The two layers are the n-type silicon layer and the p-type silicon layer. The area where the two layers meet is the called the P-N Junction. To understand the solar cell mechanism, it is vital to understand how a circuit works. In the most basic simple circuit there is an energy source such as a battery and wire or a pathway for the flow of electrons. In circuits where there is a lightbulb, some of the energy held by the electron will be released as light energy and then the electrons will go to a lower energy state.
In the p-type silicon layer, atoms of Boron and Gallium are added. Both of these atoms have one less valence electron than silicon to make a bond with it. This is because silicon requires four more electrons to fill its valence shell and reach a stable state while Boron/Gallium only have 3 electrons to share. This means that the p-type layer has many “holes” for an extra electron. As a result, this layer has a positive charge.
In the n-type silicon layer, atoms which already have five valence electrons such as phosphorus are added. This means that there is an extra electron here when bonding to silicon happens. Hence, this layer has a negative charge.

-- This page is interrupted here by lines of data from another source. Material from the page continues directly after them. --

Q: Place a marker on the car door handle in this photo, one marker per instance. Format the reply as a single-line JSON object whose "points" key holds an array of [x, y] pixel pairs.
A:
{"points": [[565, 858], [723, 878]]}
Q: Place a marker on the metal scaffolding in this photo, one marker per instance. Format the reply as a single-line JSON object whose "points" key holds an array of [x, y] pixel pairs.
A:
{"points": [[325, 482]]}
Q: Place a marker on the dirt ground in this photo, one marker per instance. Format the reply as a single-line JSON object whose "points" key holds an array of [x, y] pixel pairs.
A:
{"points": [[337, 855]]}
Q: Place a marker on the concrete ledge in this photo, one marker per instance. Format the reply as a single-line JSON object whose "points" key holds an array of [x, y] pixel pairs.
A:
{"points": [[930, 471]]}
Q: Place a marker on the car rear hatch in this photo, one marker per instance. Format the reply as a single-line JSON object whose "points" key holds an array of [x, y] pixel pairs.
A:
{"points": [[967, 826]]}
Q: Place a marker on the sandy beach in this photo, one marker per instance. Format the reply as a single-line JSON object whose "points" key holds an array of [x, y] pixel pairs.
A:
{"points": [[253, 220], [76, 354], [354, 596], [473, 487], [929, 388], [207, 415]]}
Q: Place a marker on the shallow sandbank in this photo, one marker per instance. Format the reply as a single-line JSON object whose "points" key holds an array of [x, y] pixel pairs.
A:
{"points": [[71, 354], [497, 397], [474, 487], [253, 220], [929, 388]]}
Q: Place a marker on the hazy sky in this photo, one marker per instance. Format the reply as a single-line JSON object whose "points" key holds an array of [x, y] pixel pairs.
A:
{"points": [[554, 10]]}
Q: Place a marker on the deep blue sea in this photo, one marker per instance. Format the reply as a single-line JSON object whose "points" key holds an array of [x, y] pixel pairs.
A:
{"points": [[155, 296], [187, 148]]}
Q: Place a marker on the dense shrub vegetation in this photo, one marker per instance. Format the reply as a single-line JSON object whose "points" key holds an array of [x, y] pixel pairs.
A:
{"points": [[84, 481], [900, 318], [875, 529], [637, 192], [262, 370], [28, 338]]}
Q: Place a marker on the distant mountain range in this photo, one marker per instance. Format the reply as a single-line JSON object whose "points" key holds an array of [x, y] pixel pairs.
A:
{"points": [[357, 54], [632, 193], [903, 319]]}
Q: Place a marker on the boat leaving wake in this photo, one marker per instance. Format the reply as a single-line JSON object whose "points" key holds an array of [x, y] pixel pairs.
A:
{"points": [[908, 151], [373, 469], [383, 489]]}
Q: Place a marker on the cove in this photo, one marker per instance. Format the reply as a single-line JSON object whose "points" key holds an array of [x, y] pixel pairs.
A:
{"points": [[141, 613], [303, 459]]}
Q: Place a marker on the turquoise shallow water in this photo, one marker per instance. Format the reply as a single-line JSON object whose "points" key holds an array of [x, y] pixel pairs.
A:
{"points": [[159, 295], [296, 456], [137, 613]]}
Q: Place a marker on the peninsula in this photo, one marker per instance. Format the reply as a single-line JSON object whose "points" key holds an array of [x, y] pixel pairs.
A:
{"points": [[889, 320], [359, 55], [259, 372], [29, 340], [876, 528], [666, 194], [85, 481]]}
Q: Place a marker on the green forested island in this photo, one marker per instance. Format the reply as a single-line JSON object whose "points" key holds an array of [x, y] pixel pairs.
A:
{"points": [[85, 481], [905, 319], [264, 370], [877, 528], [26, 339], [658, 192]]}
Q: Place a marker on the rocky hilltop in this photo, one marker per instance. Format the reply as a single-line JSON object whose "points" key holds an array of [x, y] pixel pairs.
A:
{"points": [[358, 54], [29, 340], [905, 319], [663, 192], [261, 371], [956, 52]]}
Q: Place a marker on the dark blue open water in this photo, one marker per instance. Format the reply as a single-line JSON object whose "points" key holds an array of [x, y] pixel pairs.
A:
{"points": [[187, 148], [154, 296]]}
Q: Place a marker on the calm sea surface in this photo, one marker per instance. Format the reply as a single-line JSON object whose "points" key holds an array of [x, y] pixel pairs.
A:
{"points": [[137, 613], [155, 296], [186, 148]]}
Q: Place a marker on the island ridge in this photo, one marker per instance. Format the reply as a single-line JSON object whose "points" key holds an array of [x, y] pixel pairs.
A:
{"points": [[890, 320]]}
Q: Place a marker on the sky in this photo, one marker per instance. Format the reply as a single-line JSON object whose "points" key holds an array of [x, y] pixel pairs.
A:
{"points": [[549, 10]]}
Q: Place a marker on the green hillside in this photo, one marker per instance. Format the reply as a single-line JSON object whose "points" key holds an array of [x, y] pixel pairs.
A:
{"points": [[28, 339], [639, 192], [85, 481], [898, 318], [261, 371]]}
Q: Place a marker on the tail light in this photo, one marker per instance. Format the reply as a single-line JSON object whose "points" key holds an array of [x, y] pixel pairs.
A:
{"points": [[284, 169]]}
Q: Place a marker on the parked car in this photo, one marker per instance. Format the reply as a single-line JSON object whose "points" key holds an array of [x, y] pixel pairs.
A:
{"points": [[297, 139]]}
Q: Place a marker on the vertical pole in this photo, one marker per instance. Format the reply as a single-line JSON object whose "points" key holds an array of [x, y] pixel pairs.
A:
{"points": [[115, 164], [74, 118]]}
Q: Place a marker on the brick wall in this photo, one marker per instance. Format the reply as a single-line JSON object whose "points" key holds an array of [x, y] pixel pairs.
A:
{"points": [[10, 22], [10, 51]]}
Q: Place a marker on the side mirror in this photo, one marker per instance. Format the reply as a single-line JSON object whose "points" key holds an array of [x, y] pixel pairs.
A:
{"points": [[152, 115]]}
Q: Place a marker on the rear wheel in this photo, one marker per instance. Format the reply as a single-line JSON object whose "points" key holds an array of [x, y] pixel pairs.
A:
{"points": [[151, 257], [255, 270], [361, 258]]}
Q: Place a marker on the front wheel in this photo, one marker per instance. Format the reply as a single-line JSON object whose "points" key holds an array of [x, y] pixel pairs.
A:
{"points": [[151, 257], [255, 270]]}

The P-N junction is simply the name for the boundary between the n-type and the p-type silicon layers. Starting from the n-type side of the junction, the electrons move into the p-type side of the junction to fill the “holes.” This area where electrons near the junction move to fill holes is called the Depletion Zone. Now the p-type side of the Depletion Zone is negative while the n-type side is positive (opposite charge of their respective layers). This makes an electric field which stops additional electrons a bit further away from the junction to move.
Sunlight, made of light particles called photons have a lot of energy to transfer. When these particles (which can penetrate the silicon layers) reach the p-type side of the Depletion Zone where the holes were filled, it knocks the silicon atoms by giving them a lot of energy. This causes the electron to become excited and reach a higher energy state. Due to the effect of the electric field, these electrons will travel to the n-type layer.
At this point, if the n-type and the p-type layers are connected, an electric current or flow of electrons will happen. This is electrical energy which can be used by us.